In Graphical Approach to a Simple Physics Problem I discussed my daughter’s physics homework. The problem was to determine the relationships between how long it takes water to drain from a hole in the bottom of a bucket, the diameter of this hole, and the initial height of water in the bucket. Given this relationship, the time to drain an initial height of 20 through a hole of diameter 4 was to be computed. The data is shown in this table.
The first step is to plot the data using XY charts. The charts below show time to drain vs height for various hole sizes and time to drain vs hole size for various diameters.
The regression approach can be followed in Excel using the LINEST worksheet function. The help topic for LINEST is pretty good, so I would direct you there first if you have questions.
LINEST Fit 1
I set up the following table based on the initial data. Knowing that we have height0.5 and diameter-2 dependencies on time to drain the bucket, I calculated the transformations in columns C and D. The LINEST regression output is in C22:E26.
To compute the regression output, select a range 5 rows high and N+1 columns wide, where N is the number of X variables used.
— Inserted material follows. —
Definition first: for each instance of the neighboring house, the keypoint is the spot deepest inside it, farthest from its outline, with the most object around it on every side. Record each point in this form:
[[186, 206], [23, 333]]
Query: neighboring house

We have two X variables, 1/dia² and sqrt(ht), so we need a range three columns wide. With the range selected, enter the LINEST formula, and use CTRL+SHIFT+ENTER to accept the formula, not just ENTER, because the output is an array. The specific formula used here is:
=LINEST(E2:E17,C2:D17,,TRUE)
where E2:E17 contains the Y values, C2:D17 contains two columns of X values, the blank third argument tells Excel to calculate the constant normally, and TRUE tells Excel to provide the extra rows of statistical parameters, even though I will pretty much ignore them.
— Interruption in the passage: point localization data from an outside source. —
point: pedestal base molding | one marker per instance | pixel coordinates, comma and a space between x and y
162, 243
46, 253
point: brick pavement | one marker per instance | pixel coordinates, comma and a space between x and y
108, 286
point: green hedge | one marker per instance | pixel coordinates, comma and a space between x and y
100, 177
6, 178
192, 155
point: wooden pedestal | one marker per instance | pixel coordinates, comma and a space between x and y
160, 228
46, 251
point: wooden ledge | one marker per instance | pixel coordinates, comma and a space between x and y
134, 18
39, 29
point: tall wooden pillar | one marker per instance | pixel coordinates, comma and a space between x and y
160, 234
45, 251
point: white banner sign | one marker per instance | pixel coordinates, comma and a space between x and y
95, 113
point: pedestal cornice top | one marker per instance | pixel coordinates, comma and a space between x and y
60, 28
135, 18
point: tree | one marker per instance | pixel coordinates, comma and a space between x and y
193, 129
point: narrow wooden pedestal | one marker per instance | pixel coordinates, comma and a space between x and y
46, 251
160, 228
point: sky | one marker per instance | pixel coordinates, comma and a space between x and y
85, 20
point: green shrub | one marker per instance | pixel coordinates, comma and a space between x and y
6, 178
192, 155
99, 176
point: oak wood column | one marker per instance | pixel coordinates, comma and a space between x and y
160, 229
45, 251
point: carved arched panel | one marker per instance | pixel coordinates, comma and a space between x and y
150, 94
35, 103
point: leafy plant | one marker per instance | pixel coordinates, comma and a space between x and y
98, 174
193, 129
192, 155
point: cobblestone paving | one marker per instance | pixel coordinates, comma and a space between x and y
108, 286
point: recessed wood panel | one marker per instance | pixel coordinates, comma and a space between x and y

Note that when the LINEST formula contains no syntax error and is properly entered using CTRL+SHIFT+ENTER, Excel wraps it in curly braces to indicate that it is an array formula. If you try typing these curly braces yourself, you will only cause an error.
{=LINEST(E2:E17,C2:D17,,TRUE)}
E22 contains the constant, D22 contains the coefficient for 1/dia², and C22 contains the coefficient for sqrt(ht). The predicted value in F2 uses this formula:
=E$22+D$22*C2+C$22*D2
This formula is filled down to F17. Row 19 shows the prediction from the regression formula for intermediate values of diameter and height. The time of 15.4 is much different than the graphical interpolation of 8.5 found in Graphical Approach to a Simple Physics Problem.
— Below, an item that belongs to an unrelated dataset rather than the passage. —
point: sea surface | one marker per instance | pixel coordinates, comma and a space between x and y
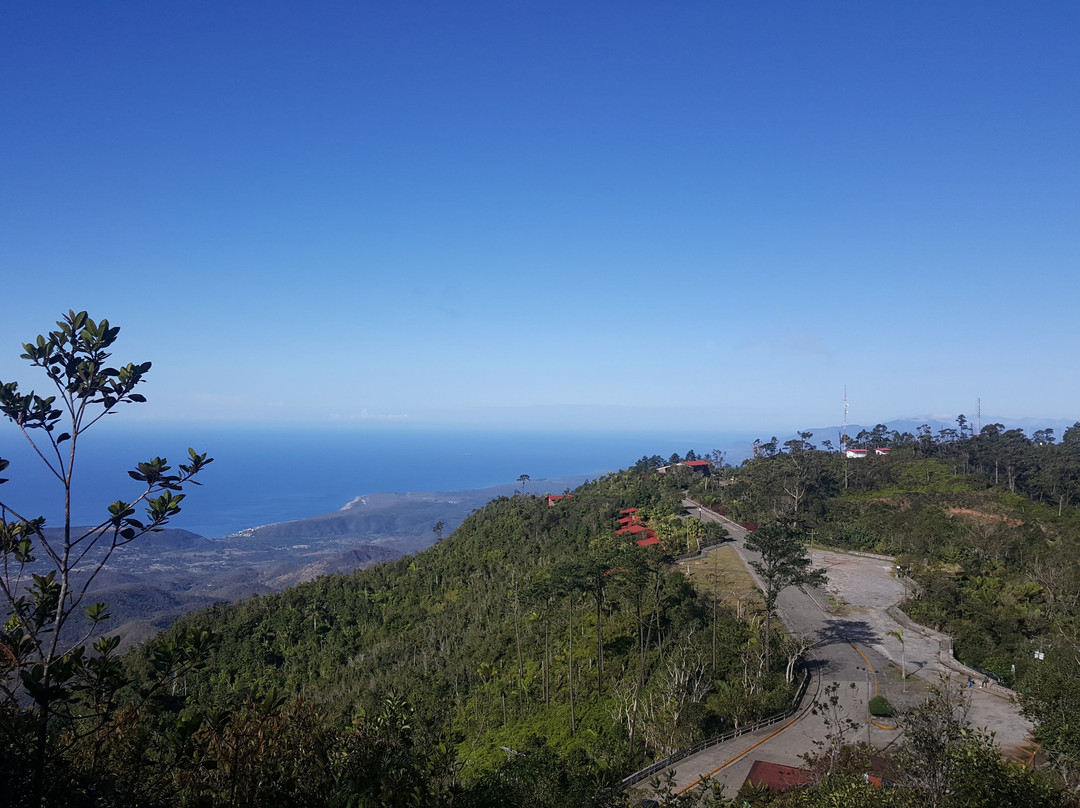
266, 474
The predicted values don’t match the actual values too closely, but let’s plot them. The following charts use markers and dotted lines for predictions and solid lines for actual values.
Not very good fits at all, and there are some negative values (are we filling the bucket up in these cases?).
The log-log plots below don’t even have the appropriate shapes.
These plots illustrate out problem. The regression calculated a single coefficient (slope) for each of the X variables, and the terms are added together. The consequence of the single slope and added terms is that all curves have the same slope, and the predicted lines pass through the averages of the actual lines. This is the wrong constraint for this problem.
LINEST Fit 2
After the previous fiasco I brushed off myself and my bruised ego, and started again. This time I ignored the powers I’d imposed on diameter and height, and simply took logs of all variables. The LINEST formula is:
=LINEST(F2:F17,D2:E17,,TRUE)
I could actually have skipped the logarithmic transformations in columns D:F and used this LINEST formula:
=LINEST(LOG(C2:C17),LOG(A2:B17),,TRUE)
Remember to select the formula’s output range, type the formula, and array-enter it by holding CTRL+SHIFT while pressing ENTER. Excel puts curly braces around the formula if it’s syntactically correct.
The predictions in column G use this formula:
=F$22+E$22*D2+D$22*E2
These predictions are the logarithms of the times to drain, so they must be converted to their antilogs using:
=10^G2
These predictions are pretty close to the actual values. The prediction for the arbitrary starting values in row 19, 8.5, agrees with the graphical interpolation from Graphical Approach to a Simple Physics Problem. Let’s go to the charts, which use markers and dotted lines for predictions and solid lines for actual values.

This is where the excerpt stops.